# My Latest Accutron Arrival



## PC-Magician (Apr 29, 2013)

Here is my latest purchase with a 2182f movement. Looks even better in the flesh.

Jon


----------



## Silver Hawk (Dec 2, 2003)

:thumbsup:


----------



## Markybirch (Apr 24, 2009)

Now that is different


----------



## DJH584 (Apr 10, 2013)

Now that is one cracking looking Accutron. Well done you on purchasing it. Is it working well and is it NOS?

Regards

David


----------



## PC-Magician (Apr 29, 2013)

DJH584 said:


> Now that is one cracking looking Accutron. Well done you on purchasing it. Is it working well and is it NOS?
> 
> Regards
> 
> David


No not NOS but pretty close to it, recently serviced so working very well indeed.

Service wasn't carried out by Silverhawk but will be looked after by him in the future, as I have had superb work done by him in the past.

Jon


----------



## luddite (Dec 11, 2009)

I own a few Accutrons but I've never seen one like that before.

I'm having trouble reading the date on the back.

Looks like M1,which dates it as 1961.


----------



## PC-Magician (Apr 29, 2013)

luddite said:


> I own a few Accutrons but I've never seen one like that before.
> 
> I'm having trouble reading the date on the back.
> 
> Looks like M1,which dates it as 1961.


Nope its 1971


----------



## PDXWatchCollector (Nov 15, 2013)

Anytime an Accutron case evokes the shape of a tuning fork, it's a little special -- nice watch!


----------



## Littlelegs (Dec 4, 2011)

That is very nice. Loving the dial colour. Nice find.

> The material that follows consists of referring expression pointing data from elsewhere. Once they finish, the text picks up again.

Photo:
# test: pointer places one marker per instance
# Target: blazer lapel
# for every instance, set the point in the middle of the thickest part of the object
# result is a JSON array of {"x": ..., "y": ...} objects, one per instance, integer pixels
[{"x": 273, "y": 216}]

Enjoy.


----------



## Mechanical Alarm (Oct 18, 2010)

PDXWatchCollector said:


> Anytime an Accutron case evokes the shape of a tuning fork, it's a little special -- nice watch!


I agree wholeheartedly...:


----------



## Magnetchief (Jul 19, 2013)

Very sweet. Thanks for sharing.


----------



## Mechanical Alarm (Oct 18, 2010)

I knew this looked familiar. A Ricoh with an automatic movement that I found in one of my watch boxes that got buried...:


----------



## GeeBeeFlyer (Jul 19, 2014)

My uncle had one as a kid and I loved the sound it made, still can hear it today?

Wayne


----------